Reproducible analysis: environment

Posted at — Jan 7, 2020

Debug your app, not your environment.

Docker’s slogan is a good one. It’s a pity when you can’t focus on the work at hand because of environment issues. You end up trying to fix both your code and the environment at the same which frankly is just a world of pain. Docker helps with creating a reproducible environment so you can count on the environment being always in the state you want.

Small remark, the official Docker documentation is really good, you don’t really need a lot of extra info. However, this simple example really helper me on my way.

do not avoid official doc

Dockerfile

The Dockerfile is actually the only file you need to run anything in Docker. From the official documentation:

Docker builds images automatically by reading the instructions from a Dockerfile – a text file that contains all commands, in order, needed to build a given image.

So a Dockerfile is like a recipe instructing Docker how to build your image. An image is a template of what your environment will look like. Don’t confuse images with containers. Containers are instances of images. You can have many containers based on a single image.

A Dockerfile must begin with a FROM instruction. The FROM instruction specifies the Parent Image from which you are building.

You rarely start from scratch because most of the times you’re only interested in keeping constant some aspects of your environment. However, uff you really really want to start from the ground up you still can by putting FROM scratch at the top of your Dockerfile. Docker Hub is the default images source for FROM. In the beginning it was not clear for me where FROM got its base images from but I found the FROM section in the Dockerfile reference surprisingly paltry.

The image I based myself on is the one by rocker. All rocker images are hosted on dockerhub. There are basically 2 types of Docker images provided by rocker:

unversioned
versioned

Unversioned means the latest R version is used. To keep it as reproducible as possible I’d like to use the exact R version as used locally for this series. You can easily find your R version on the command line:

R --version | grep "R version"

I am running R version 3.6.1 locally (nicknamed “Action of the Toes”, apparently a reference to this). To be sure I’m using the Docker image and not the local version of R I install the Docker image with version 3.6.2. This is the latest version available and was released end of 2019. There are different flavors available within each R version including a version with tidyverse and devtools which is exactly what I needed. tidyverse and devtools together cover a large part of the packages used in the reproseries analysis.

It’s important to note additional packages can only be installed with the R install.packages function and not apt, the Debian packaging tool. R is installed separately from the R version already bundled with Debian so if you would use apt you risk ending up with 2 different versions of R.

Long story short, we can add the following at the top of our Dockerfile:

FROM rocker/tidyverse:3.6.2

docker build

We can already try our image out, even though at the moment it’s just a copy of the rocker image.
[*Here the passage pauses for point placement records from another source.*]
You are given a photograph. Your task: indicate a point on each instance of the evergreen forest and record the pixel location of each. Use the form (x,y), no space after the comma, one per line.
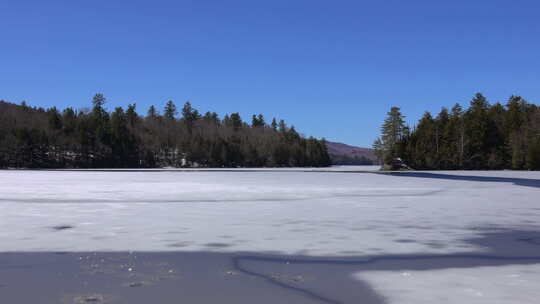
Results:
(34,137)
(482,136)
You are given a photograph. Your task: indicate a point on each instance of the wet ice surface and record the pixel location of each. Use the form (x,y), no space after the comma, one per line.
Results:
(308,213)
(517,284)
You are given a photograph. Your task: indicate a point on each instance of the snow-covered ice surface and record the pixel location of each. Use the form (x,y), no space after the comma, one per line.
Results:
(516,284)
(308,213)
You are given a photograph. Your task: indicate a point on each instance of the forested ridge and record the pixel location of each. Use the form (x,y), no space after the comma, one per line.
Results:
(34,137)
(483,136)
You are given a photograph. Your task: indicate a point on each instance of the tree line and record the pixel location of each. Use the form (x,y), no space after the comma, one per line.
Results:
(483,136)
(34,137)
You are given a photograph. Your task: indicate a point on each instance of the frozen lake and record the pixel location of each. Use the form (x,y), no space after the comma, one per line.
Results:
(334,212)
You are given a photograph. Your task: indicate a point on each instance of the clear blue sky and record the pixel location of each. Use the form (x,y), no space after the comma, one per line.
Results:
(332,68)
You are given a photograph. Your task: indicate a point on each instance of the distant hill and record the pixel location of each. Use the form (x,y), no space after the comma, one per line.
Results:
(343,154)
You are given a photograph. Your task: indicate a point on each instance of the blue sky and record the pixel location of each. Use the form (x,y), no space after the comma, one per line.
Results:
(332,68)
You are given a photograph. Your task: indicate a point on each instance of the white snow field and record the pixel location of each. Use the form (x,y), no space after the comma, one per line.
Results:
(287,212)
(309,213)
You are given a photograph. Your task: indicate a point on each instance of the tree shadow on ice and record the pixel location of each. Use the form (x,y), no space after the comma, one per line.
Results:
(328,280)
(527,182)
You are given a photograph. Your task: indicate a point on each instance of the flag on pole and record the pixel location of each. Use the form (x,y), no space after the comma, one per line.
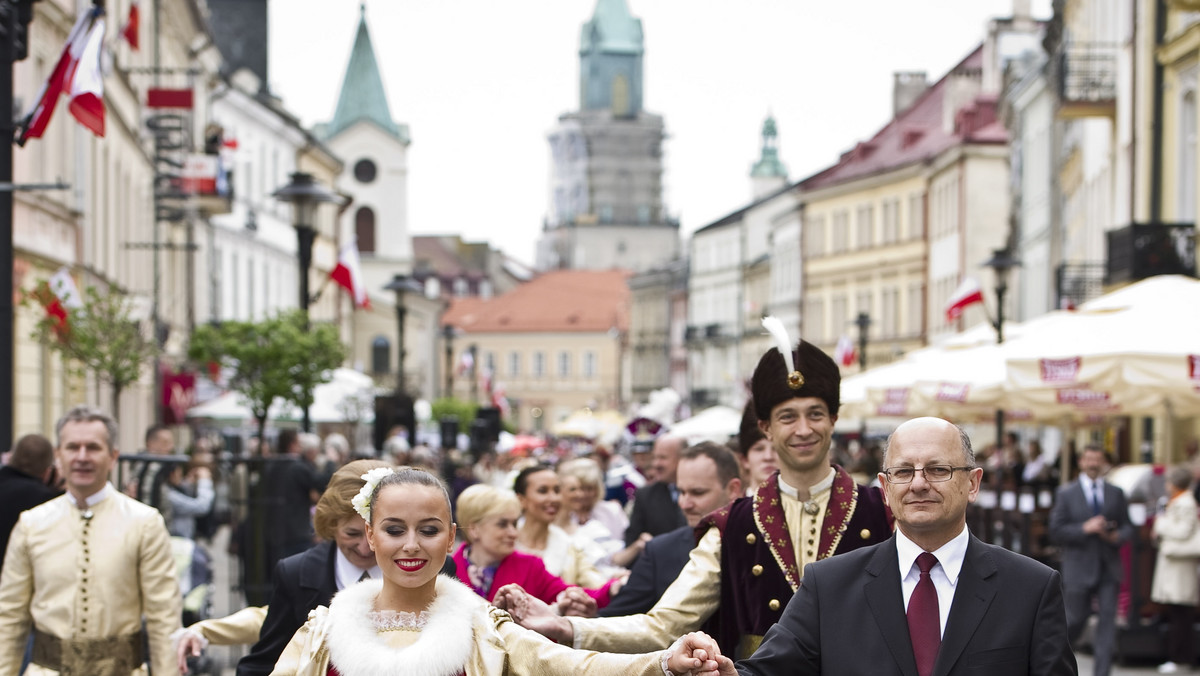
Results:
(348,274)
(845,352)
(130,33)
(77,73)
(967,293)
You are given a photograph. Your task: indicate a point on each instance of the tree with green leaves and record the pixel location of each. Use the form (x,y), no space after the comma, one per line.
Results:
(97,336)
(281,357)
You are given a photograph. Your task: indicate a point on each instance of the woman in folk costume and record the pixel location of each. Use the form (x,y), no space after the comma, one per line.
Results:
(419,623)
(489,558)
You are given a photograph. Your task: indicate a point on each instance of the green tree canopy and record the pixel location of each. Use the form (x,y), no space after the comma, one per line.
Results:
(281,357)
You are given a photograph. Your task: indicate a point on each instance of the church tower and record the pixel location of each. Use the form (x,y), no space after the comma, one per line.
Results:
(375,148)
(768,174)
(606,160)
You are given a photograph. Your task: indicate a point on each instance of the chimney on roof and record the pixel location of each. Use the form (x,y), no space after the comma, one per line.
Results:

Running docker build -t repro . shows the rocker image is fetched correctly. The build command only takes 1 mandatory argument which is the PATH for the build context. The . defines where the build context can be found. We pass a name for the image as well (using -t), if not you always have to refer to the image id (which is hard to remember).

If you want to make sure the image has been created correctly afterwards you can run:

docker images | grep repro

The build process could be sped up a bit by using a .dockerignore file. If you build the Dockerfile without using the .dockerignore file the first line displayed is:

Sending build context to Docker daemon  256.3MB

This means about 250MB is transferred. Some files transferred are not used. I didn’t spend extra time on optimization so I just kept the .dockerignore file empty.

Installing additional packages

Now we have an image with R and the tidyverse packages installed. However, in our analysis we did more. We used other R packages as well as you can see in the R package description. We also created scripts to run our analysis for the orchestration post in this series. Let’s try to run a script which uses a package we haven’t installed yet (timetk for example) and see what error it gives.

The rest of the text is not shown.